The intention had never been to rule out incidental 'secondary' contact between wrists / forearms and the bars, says Dr Bryce Dyer, who is on the CTT's Rules Advisory Group's sub-committee on equipment. Rather, it was using these areas for support – coupled with an ultra-wide handlebar top curve, for example – that was not allowed.

The original idea, Dyer says, was that the rules mimic closely those of the UCI and British Cycling and should pose no real problems.

"But the issue that came to mind that we were concerned about," he says, "was that there was the chance that if you had a disgruntled competitor and they took that rule verbatim, line for line, they could quite rightly put a protest in and say, 'Hang on a sec, I've got photos here with half the field touching their forearms or wrists or whatever, all over the place.'

While the issue was discussed at the National Council, it wasn't put forward as an official regulation. But this still allowed CTT to add it afterwards as a clarification, rather than a rule in its own right.

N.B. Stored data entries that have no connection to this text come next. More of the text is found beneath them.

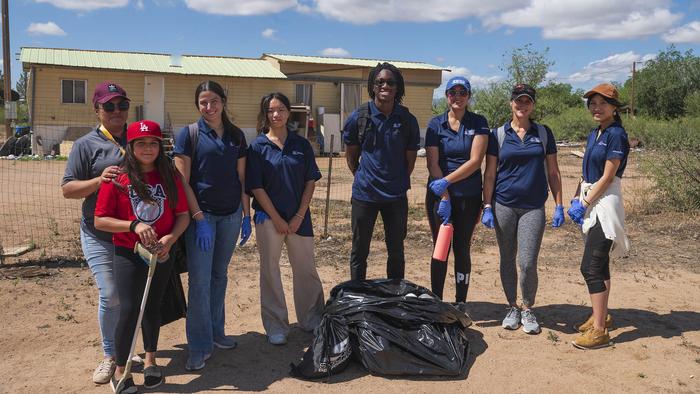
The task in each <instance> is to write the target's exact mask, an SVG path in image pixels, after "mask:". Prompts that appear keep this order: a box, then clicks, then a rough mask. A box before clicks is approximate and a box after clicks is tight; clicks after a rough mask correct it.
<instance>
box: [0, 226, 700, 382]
mask: <svg viewBox="0 0 700 394" xmlns="http://www.w3.org/2000/svg"><path fill="white" fill-rule="evenodd" d="M419 224H420V223H419V222H417V221H416V222H415V223H412V224H411V231H410V232H411V235H410V236H409V239H408V240H407V245H409V247H408V249H409V252H408V258H407V260H408V262H409V263H408V266H407V275H406V276H407V278H408V279H410V280H412V281H414V282H416V283H419V284H422V285H428V284H429V283H430V282H429V281H430V278H429V270H428V269H427V267H428V261H427V258H428V256H429V254H430V246H429V245H428V244H427V243H426V241H425V239H426V236H427V234H424V233H422V232H421V231H420V229H421V228H423V226H420V225H419ZM699 230H700V226H699V225H698V224H695V223H694V221H692V220H687V219H685V220H684V219H683V218H682V217H681V216H680V215H676V216H673V217H668V216H663V217H662V216H647V217H644V218H643V219H640V220H637V221H633V222H632V223H631V225H630V232H631V240H632V245H633V250H632V253H631V255H630V257H629V258H626V259H622V260H619V261H617V262H615V263H614V264H613V268H612V271H613V291H612V296H611V308H612V309H611V313H612V315H613V318H614V326H615V330H614V331H612V337H613V340H614V342H615V346H614V347H610V348H606V349H602V350H597V351H581V350H577V349H575V348H573V347H572V346H571V345H570V341H571V340H572V339H573V338H574V331H573V328H572V324H573V323H575V322H578V321H580V320H583V319H585V318H586V316H587V314H588V313H589V308H588V305H589V300H588V296H587V293H586V290H585V285H584V283H583V281H582V278H581V276H580V274H579V272H578V268H577V265H578V261H579V258H580V255H581V252H582V247H581V243H580V242H579V241H580V239H579V237H578V235H577V233H576V231H577V230H576V229H575V227H574V226H573V225H571V224H570V223H567V226H565V227H564V228H562V229H559V230H553V229H547V232H546V237H545V242H544V245H543V247H542V254H541V257H540V263H539V274H540V285H539V292H538V297H537V298H538V307H537V309H536V313H537V314H538V316H539V317H540V319H541V321H542V324H543V332H542V333H541V334H540V335H536V336H529V335H527V334H525V333H523V332H522V331H506V330H503V329H502V328H501V327H500V319H502V317H503V315H504V312H505V309H504V308H505V305H504V297H503V295H502V294H503V293H502V290H501V286H500V281H499V276H498V263H497V248H496V246H495V238H494V236H493V233H492V232H490V231H486V230H485V229H480V230H479V231H478V233H477V235H476V237H475V240H474V250H475V251H474V256H473V261H474V263H473V275H472V283H471V288H470V293H469V300H470V306H469V307H470V310H471V315H472V318H473V319H474V320H475V324H474V325H473V326H472V327H471V329H470V330H469V333H468V335H469V338H470V340H471V351H470V356H469V370H468V373H467V375H466V376H462V377H459V378H447V379H443V378H407V377H403V378H387V377H380V376H372V375H369V374H367V373H366V372H365V371H364V370H363V369H362V368H361V367H360V366H359V365H352V366H351V367H350V368H348V369H347V370H346V371H345V372H343V373H341V374H339V375H336V376H333V377H331V378H330V380H329V381H326V382H306V381H301V380H297V379H294V378H291V377H290V376H289V375H288V372H289V363H291V362H296V361H297V360H298V359H299V358H300V357H301V355H302V354H303V351H304V349H305V347H306V346H308V344H309V342H310V340H311V337H310V335H309V334H305V333H303V332H301V331H300V330H298V329H296V328H295V329H293V330H292V332H291V335H290V342H289V344H288V345H287V346H283V347H275V346H272V345H269V344H268V343H267V342H266V340H265V337H264V335H263V334H262V332H263V331H262V324H261V322H260V317H259V315H260V308H259V296H258V285H257V283H258V271H257V264H258V259H257V250H256V249H255V246H254V245H255V244H254V242H251V243H249V245H248V246H246V247H244V248H242V249H241V250H240V251H239V252H238V253H237V254H236V255H235V256H234V259H233V262H232V264H231V267H230V270H229V280H230V282H229V291H228V297H227V316H228V318H227V331H228V333H230V334H233V335H235V336H237V339H238V342H239V346H238V348H237V349H234V350H229V351H221V350H216V351H215V353H214V355H213V357H212V358H211V359H210V361H208V362H207V366H206V368H205V369H204V370H202V371H200V372H196V373H190V372H186V371H185V370H184V363H185V358H186V350H185V349H186V339H185V335H184V321H183V320H179V321H177V322H174V323H172V324H170V325H168V326H165V327H164V328H163V330H162V332H161V339H160V347H161V349H162V350H161V351H160V357H162V358H161V359H160V362H161V364H162V365H163V366H164V367H165V373H166V374H167V382H166V384H165V385H164V386H161V387H160V388H159V389H158V390H157V391H159V392H206V391H211V392H214V391H217V392H218V391H234V390H240V391H261V390H271V391H275V392H283V391H284V392H301V391H314V392H316V391H321V390H324V391H333V392H348V391H358V392H359V391H363V392H406V391H408V392H447V391H456V390H470V391H474V392H493V391H497V392H535V391H544V392H562V391H568V392H589V391H591V392H593V391H606V392H648V391H653V392H658V391H662V392H689V393H690V392H698V391H700V313H699V312H698V305H699V304H698V301H697V299H698V296H699V295H700V269H699V268H698V256H699V255H700V253H699V251H700V247H699V246H698V244H699V243H698V236H699V233H700V231H699ZM650 234H653V235H654V236H653V237H650V236H649V235H650ZM380 237H381V234H378V236H377V238H380ZM346 243H347V242H345V241H344V240H341V241H339V240H337V239H335V238H333V239H331V240H320V239H319V240H318V242H317V245H318V248H317V251H318V255H319V257H318V261H317V265H318V266H319V272H320V275H321V278H322V280H323V285H324V290H325V291H326V294H328V292H329V291H330V289H331V288H332V286H334V285H335V284H337V283H339V282H341V281H343V280H345V279H347V277H348V267H347V258H346V257H341V256H342V255H345V256H347V254H345V251H344V249H345V247H343V246H342V245H344V244H346ZM341 244H342V245H341ZM384 259H385V252H384V247H383V242H381V240H380V239H377V240H375V242H374V243H373V253H372V254H371V261H370V270H369V271H370V275H371V276H374V277H379V276H381V275H382V272H384V268H385V267H384V264H385V263H384ZM282 265H283V271H282V272H283V275H284V278H285V283H286V286H287V289H286V290H287V295H288V300H291V288H290V287H291V271H290V269H289V265H288V263H287V261H286V257H283V263H282ZM0 275H2V277H3V278H4V279H3V280H0V308H1V310H2V313H1V316H2V321H3V335H2V337H1V339H0V348H2V349H3V354H4V357H3V361H2V363H0V381H2V382H3V383H2V385H1V386H0V392H7V393H16V392H32V393H39V392H94V393H108V392H110V389H109V388H108V387H106V386H97V385H94V384H92V382H91V380H90V377H91V373H92V369H93V368H94V367H95V365H96V362H97V361H98V360H99V357H100V354H101V351H100V339H99V334H98V328H97V319H96V318H95V310H96V300H97V292H96V290H95V288H94V282H93V280H92V277H91V275H90V272H89V270H88V269H86V268H85V267H84V266H82V265H81V264H80V262H76V261H71V260H59V261H44V262H42V263H39V264H37V263H32V262H24V263H16V264H11V265H10V266H6V267H3V268H0ZM185 279H186V277H185V276H183V280H185ZM453 280H454V279H453V278H452V277H451V276H450V277H449V278H448V283H451V281H453ZM452 294H454V290H453V286H451V285H448V287H447V289H446V297H447V298H448V300H450V299H451V298H452V297H453V295H452ZM290 320H291V321H295V318H294V313H293V305H290ZM135 379H136V382H137V384H138V383H140V382H141V381H142V376H141V375H140V374H136V377H135Z"/></svg>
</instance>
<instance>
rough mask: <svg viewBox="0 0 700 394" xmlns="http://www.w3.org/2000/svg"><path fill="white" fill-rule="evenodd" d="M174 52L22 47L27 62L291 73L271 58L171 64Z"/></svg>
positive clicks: (146, 68) (246, 76)
mask: <svg viewBox="0 0 700 394" xmlns="http://www.w3.org/2000/svg"><path fill="white" fill-rule="evenodd" d="M171 58H172V57H171V56H170V55H167V54H157V53H135V52H110V51H91V50H81V49H55V48H22V50H21V53H20V61H21V62H22V63H24V64H45V65H53V66H64V67H84V68H100V69H109V70H123V71H143V72H153V73H166V74H181V75H214V76H226V77H244V78H275V79H286V78H287V77H286V76H285V75H284V74H283V73H282V72H281V71H280V70H278V69H277V68H275V66H273V65H272V64H271V63H270V62H268V61H266V60H262V59H242V58H232V57H215V56H189V55H183V56H181V57H180V66H172V65H171Z"/></svg>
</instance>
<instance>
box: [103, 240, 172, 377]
mask: <svg viewBox="0 0 700 394" xmlns="http://www.w3.org/2000/svg"><path fill="white" fill-rule="evenodd" d="M172 266H173V264H172V262H171V260H170V259H169V260H168V261H166V262H165V263H158V265H157V266H156V272H155V274H154V275H153V280H152V281H151V288H150V290H149V293H148V300H147V301H146V310H145V311H144V314H143V320H142V321H141V334H142V335H143V345H144V348H145V350H146V351H147V352H155V351H156V350H157V349H158V335H159V334H160V304H161V301H162V299H163V294H164V293H165V289H166V286H167V284H168V279H169V278H170V271H171V270H172ZM147 276H148V266H147V265H146V264H145V263H144V262H143V260H141V258H140V257H139V256H138V255H136V254H134V252H133V250H131V249H128V248H125V247H121V246H117V247H115V248H114V280H115V282H116V284H117V291H118V292H119V303H120V305H121V310H120V313H119V323H118V324H117V330H116V335H115V345H116V353H117V354H116V357H117V365H118V366H120V367H122V366H124V365H126V361H127V359H128V358H129V350H130V349H131V341H132V339H133V338H134V329H135V328H136V320H137V319H138V316H139V310H140V308H141V299H142V298H143V291H144V289H145V288H146V278H147Z"/></svg>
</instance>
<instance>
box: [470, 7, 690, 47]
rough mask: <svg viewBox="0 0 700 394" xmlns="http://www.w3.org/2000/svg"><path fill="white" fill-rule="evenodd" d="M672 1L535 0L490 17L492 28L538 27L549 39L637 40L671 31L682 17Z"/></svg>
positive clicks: (546, 36) (485, 18)
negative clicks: (671, 5)
mask: <svg viewBox="0 0 700 394" xmlns="http://www.w3.org/2000/svg"><path fill="white" fill-rule="evenodd" d="M669 7H670V1H669V0H589V1H585V2H582V1H579V0H559V1H551V0H532V1H531V2H530V3H529V5H527V6H525V7H522V8H515V9H513V10H510V11H508V12H504V13H502V14H500V15H495V14H494V15H490V16H487V17H486V18H485V19H484V21H483V23H484V25H485V26H486V27H488V28H492V29H493V28H497V27H500V26H510V27H521V28H522V27H538V28H541V29H542V36H543V37H544V38H548V39H563V40H579V39H601V40H609V39H633V38H641V37H646V36H650V35H656V34H659V33H662V32H664V31H667V30H668V29H669V28H670V27H671V26H673V24H674V23H675V22H676V21H678V20H679V19H680V18H681V16H682V15H681V14H674V13H672V12H671V11H670V9H669Z"/></svg>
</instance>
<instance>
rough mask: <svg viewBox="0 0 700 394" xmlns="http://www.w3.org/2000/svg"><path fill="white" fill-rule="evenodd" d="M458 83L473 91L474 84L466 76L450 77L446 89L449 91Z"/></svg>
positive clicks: (457, 84) (467, 89)
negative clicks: (472, 87) (470, 82)
mask: <svg viewBox="0 0 700 394" xmlns="http://www.w3.org/2000/svg"><path fill="white" fill-rule="evenodd" d="M458 85H462V87H464V89H466V90H467V91H469V92H471V91H472V85H471V84H470V83H469V80H468V79H467V78H465V77H452V78H450V80H449V81H447V85H445V91H448V90H450V89H452V88H453V87H455V86H458Z"/></svg>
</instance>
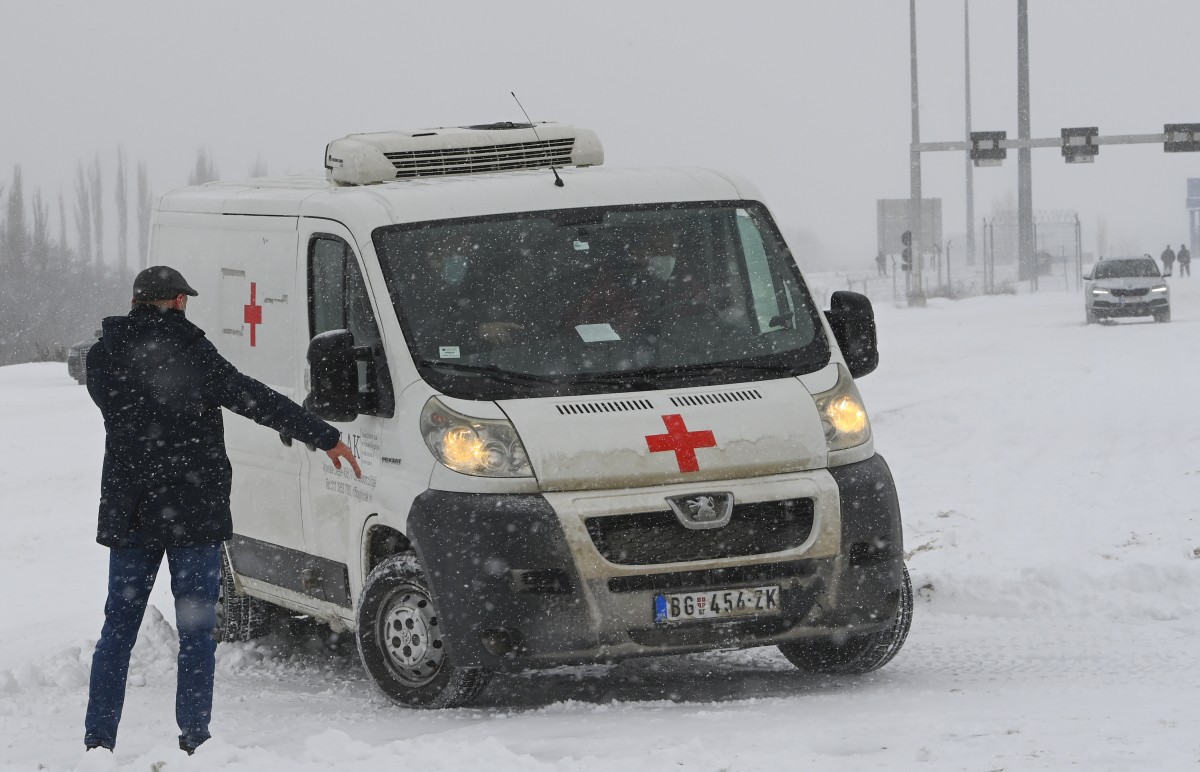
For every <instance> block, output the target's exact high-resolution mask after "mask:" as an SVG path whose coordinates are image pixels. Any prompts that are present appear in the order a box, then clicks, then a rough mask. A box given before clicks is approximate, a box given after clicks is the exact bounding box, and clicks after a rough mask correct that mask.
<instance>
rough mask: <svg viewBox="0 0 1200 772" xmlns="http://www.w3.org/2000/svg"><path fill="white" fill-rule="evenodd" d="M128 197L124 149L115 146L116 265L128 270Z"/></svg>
mask: <svg viewBox="0 0 1200 772" xmlns="http://www.w3.org/2000/svg"><path fill="white" fill-rule="evenodd" d="M128 250H130V197H128V192H127V190H126V185H125V148H122V146H121V145H118V146H116V264H118V265H119V267H120V273H121V274H125V273H127V271H128V270H130V255H128Z"/></svg>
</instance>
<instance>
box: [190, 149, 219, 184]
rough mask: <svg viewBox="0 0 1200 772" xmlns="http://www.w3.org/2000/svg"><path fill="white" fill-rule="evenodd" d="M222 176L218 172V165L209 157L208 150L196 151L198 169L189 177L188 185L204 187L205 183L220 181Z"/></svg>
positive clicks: (211, 158) (196, 168)
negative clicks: (203, 185) (194, 185)
mask: <svg viewBox="0 0 1200 772" xmlns="http://www.w3.org/2000/svg"><path fill="white" fill-rule="evenodd" d="M220 176H221V175H220V173H218V172H217V164H216V162H215V161H214V160H212V157H211V156H210V155H209V149H208V148H200V149H199V150H197V151H196V168H193V169H192V173H191V174H188V175H187V184H188V185H203V184H204V182H211V181H212V180H216V179H218V178H220Z"/></svg>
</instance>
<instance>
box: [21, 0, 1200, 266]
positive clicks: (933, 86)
mask: <svg viewBox="0 0 1200 772" xmlns="http://www.w3.org/2000/svg"><path fill="white" fill-rule="evenodd" d="M962 5H964V2H962V0H918V2H917V6H918V30H919V47H920V106H922V114H920V120H922V139H924V140H926V142H931V140H948V139H961V138H962V136H964V131H965V130H964V115H962V103H964V79H962V78H964V74H962V64H964V62H962ZM0 11H2V13H0V20H2V23H0V73H2V89H0V95H2V97H0V98H2V107H0V115H2V116H0V182H7V180H8V178H10V175H11V169H12V164H14V163H20V164H22V167H23V170H24V175H25V180H26V185H28V186H29V187H34V186H41V187H42V188H43V192H44V193H47V195H49V196H50V197H52V198H53V197H55V196H56V195H58V191H59V190H60V188H61V190H65V191H67V193H68V199H67V205H68V210H70V207H71V199H70V191H71V184H72V173H73V168H74V164H76V162H77V160H78V158H80V157H84V158H91V157H92V156H94V155H95V154H96V152H98V154H101V158H102V162H103V163H104V167H106V176H107V179H106V196H107V197H108V198H112V196H113V193H112V180H113V168H114V164H115V156H116V146H118V144H124V145H125V150H126V154H127V156H128V157H130V160H131V163H132V162H133V161H136V160H138V158H142V160H145V161H146V162H148V163H149V167H150V174H151V178H152V184H154V186H155V188H156V190H157V191H158V192H162V191H164V190H168V188H170V187H175V186H179V185H182V184H185V182H186V179H187V173H188V169H190V167H191V166H192V163H193V161H194V155H196V150H197V148H198V146H200V145H206V146H208V148H210V149H211V151H212V154H214V156H215V158H216V161H217V164H218V168H220V170H221V174H222V176H227V178H238V176H246V174H247V169H248V167H250V164H251V162H252V161H253V160H254V157H256V156H257V155H259V154H262V156H263V158H264V160H265V161H266V162H268V164H269V168H270V170H271V172H272V173H283V172H304V170H310V169H311V170H319V169H320V166H322V154H323V151H324V146H325V143H326V142H329V140H330V139H332V138H336V137H341V136H344V134H347V133H354V132H360V131H380V130H388V128H416V127H430V126H444V125H460V124H468V122H481V121H494V120H521V114H520V112H518V110H517V107H516V104H514V102H512V100H511V97H510V96H509V91H511V90H515V91H516V92H517V95H518V96H520V97H521V100H522V101H523V102H524V106H526V108H527V109H528V110H529V113H530V115H532V116H533V118H534V120H559V121H564V122H572V124H577V125H581V126H589V127H592V128H595V130H596V131H598V132H599V134H600V137H601V139H602V142H604V144H605V151H606V162H607V163H608V164H611V166H643V164H698V166H709V167H714V168H720V169H725V170H731V172H737V173H739V174H744V175H746V176H749V178H750V179H752V180H754V181H756V182H757V184H758V186H760V187H761V188H762V191H763V193H764V196H766V199H767V203H768V204H769V205H770V207H772V209H773V210H774V211H775V214H776V217H778V219H779V220H780V221H781V222H782V225H784V226H785V228H788V229H804V231H809V232H811V233H814V234H815V235H816V237H817V238H818V239H820V240H821V244H822V246H823V249H824V250H826V251H827V252H828V253H830V255H835V256H840V257H845V258H846V259H848V261H856V262H857V261H863V262H864V263H865V264H868V265H869V264H870V259H871V257H872V256H874V255H875V239H876V228H875V201H876V199H877V198H901V197H906V196H907V195H908V152H907V149H908V142H910V138H911V125H910V112H908V106H910V91H908V4H907V2H905V1H904V0H827V1H820V2H818V1H814V0H794V1H790V2H782V1H780V2H769V4H767V2H755V1H745V0H743V1H740V2H734V1H732V0H725V1H721V2H714V1H708V0H704V1H697V0H689V1H686V2H683V1H679V2H674V1H671V2H654V1H650V0H637V1H626V0H604V1H595V2H588V4H582V2H568V1H563V0H559V1H556V2H550V1H546V2H524V1H522V0H514V1H510V2H494V1H493V2H479V1H476V0H458V1H456V2H428V1H425V2H401V1H390V2H389V1H383V0H379V1H367V0H361V1H356V0H341V1H338V2H314V1H304V2H300V1H295V0H293V1H271V2H251V1H247V0H240V1H226V0H208V1H205V2H164V1H161V0H160V1H144V2H142V1H133V0H106V1H104V2H62V1H54V0H38V1H36V2H34V1H23V0H0ZM971 23H972V30H971V46H972V49H971V53H972V82H973V97H972V98H973V108H974V128H976V130H1007V131H1008V132H1009V136H1015V133H1016V54H1015V38H1016V0H971ZM1030 40H1031V43H1030V44H1031V56H1030V59H1031V72H1032V78H1031V79H1032V128H1033V131H1032V133H1033V136H1034V137H1050V136H1057V134H1058V130H1060V128H1061V127H1063V126H1087V125H1094V126H1099V127H1100V131H1102V133H1158V132H1162V130H1163V124H1164V122H1200V2H1198V1H1196V0H1139V1H1138V2H1117V1H1111V2H1110V1H1106V0H1105V1H1103V2H1102V1H1099V0H1030ZM1188 176H1200V154H1188V155H1180V154H1170V155H1168V154H1164V152H1163V150H1162V148H1160V146H1158V145H1133V146H1104V148H1102V150H1100V156H1099V158H1098V161H1097V162H1096V163H1094V164H1090V166H1073V167H1067V164H1064V163H1063V161H1062V158H1061V156H1060V155H1058V151H1057V150H1056V149H1043V150H1034V151H1033V185H1034V187H1033V203H1034V208H1036V209H1039V210H1040V209H1048V210H1061V209H1075V210H1078V211H1079V213H1080V216H1081V217H1082V220H1084V229H1085V249H1086V250H1093V249H1094V240H1096V226H1097V217H1098V216H1103V217H1104V221H1105V225H1106V229H1108V234H1109V240H1110V243H1114V244H1118V245H1122V247H1124V249H1127V250H1128V251H1136V252H1146V251H1148V252H1153V253H1154V255H1157V253H1158V252H1159V251H1162V249H1163V246H1164V245H1165V244H1166V243H1168V241H1170V243H1171V244H1174V245H1175V246H1178V244H1180V243H1182V241H1183V240H1184V239H1186V238H1187V215H1186V209H1184V193H1186V179H1187V178H1188ZM924 181H925V195H926V196H929V197H941V198H942V199H943V208H944V217H943V220H944V231H946V235H947V237H950V235H953V234H954V233H961V232H962V231H964V227H965V223H964V211H965V205H964V185H965V184H964V162H962V156H961V155H960V154H949V152H943V154H930V155H926V160H925V163H924ZM1015 190H1016V162H1015V151H1014V152H1012V154H1010V158H1009V161H1007V162H1006V163H1004V166H1003V167H1001V168H986V169H977V170H976V213H977V215H978V216H984V215H986V214H989V211H990V209H991V207H992V204H995V203H1000V202H1002V201H1004V199H1006V197H1009V196H1012V197H1014V198H1015ZM106 203H108V202H106ZM70 229H71V231H73V225H72V226H71V228H70ZM112 232H113V227H112V226H109V227H108V233H109V234H112Z"/></svg>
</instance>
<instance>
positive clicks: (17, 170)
mask: <svg viewBox="0 0 1200 772" xmlns="http://www.w3.org/2000/svg"><path fill="white" fill-rule="evenodd" d="M24 187H25V184H24V182H23V181H22V174H20V164H19V163H18V164H17V166H14V167H13V169H12V186H11V187H10V188H8V210H7V219H6V221H5V239H4V246H5V251H6V252H7V253H8V264H10V265H20V264H22V262H24V259H25V257H26V255H25V253H26V252H28V251H29V228H28V226H26V225H25V190H24Z"/></svg>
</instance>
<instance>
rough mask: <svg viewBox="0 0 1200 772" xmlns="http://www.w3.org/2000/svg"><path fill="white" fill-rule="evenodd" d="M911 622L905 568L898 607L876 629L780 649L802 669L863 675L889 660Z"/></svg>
mask: <svg viewBox="0 0 1200 772" xmlns="http://www.w3.org/2000/svg"><path fill="white" fill-rule="evenodd" d="M911 626H912V580H910V579H908V569H907V568H905V569H904V585H902V586H901V588H900V608H899V609H896V615H895V617H894V618H893V620H892V623H890V624H888V627H886V628H883V629H882V630H877V632H875V633H860V634H853V633H852V634H848V635H845V636H839V638H836V639H835V638H832V636H830V638H815V639H808V640H800V641H796V642H793V644H781V645H780V646H779V651H781V652H782V653H784V657H787V660H788V662H790V663H792V664H793V665H796V668H797V669H799V670H803V671H804V672H812V674H828V675H839V676H850V675H862V674H865V672H871V671H874V670H878V669H880V668H882V666H883V665H886V664H888V663H889V662H892V658H893V657H895V656H896V653H899V651H900V648H901V647H902V646H904V641H905V639H906V638H908V628H910V627H911Z"/></svg>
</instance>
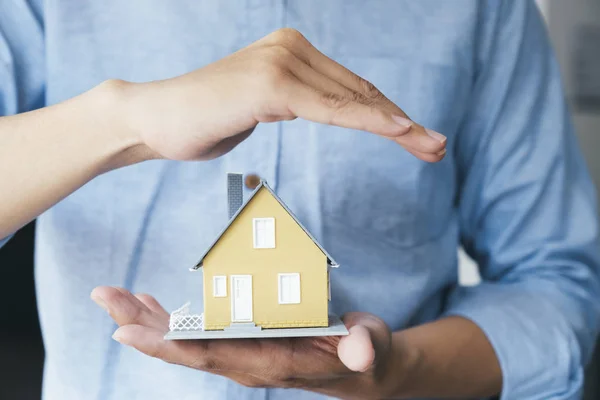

Road bike time trialling has largely been a great success for time trialling in the UK, but a complaint at last year's National Road Bike Time Trial Championship about the machine and the position of eventual victor George Fox took nearly two months to resolve and exposed the pitfalls of having an accessible road bike class that welcomes novices and elites alike on an ostensibly level playing field. Hence some of the loopholes – including the one that allowed forearm support – have been tightened up for this year.

Dyer, like his CTT colleagues and no doubt the racers themselves, are hoping for a smoother journey through this season for this niche of the sport.

"The rules need to strike a really delicate balance between regulating something so it doesn't get out of hand, but also over regulating so it actually dissuades or deters people," Dyer said. "Road bike time trials are a massive area of growth for the CTT, which it obviously wants to nurture. And at the moment, we feel this is where it should probably be. But you won't obviously know till the season gets underway."

This year's RTTC National Road Bike Championship will be held on the tough Circuit of Ingleborough course in North Yorkshire on Sunday April 13. A 27-mile parcours comprising a full 613m ascent, riders will be thinking beyond being super-aero, with weight being a key factor too.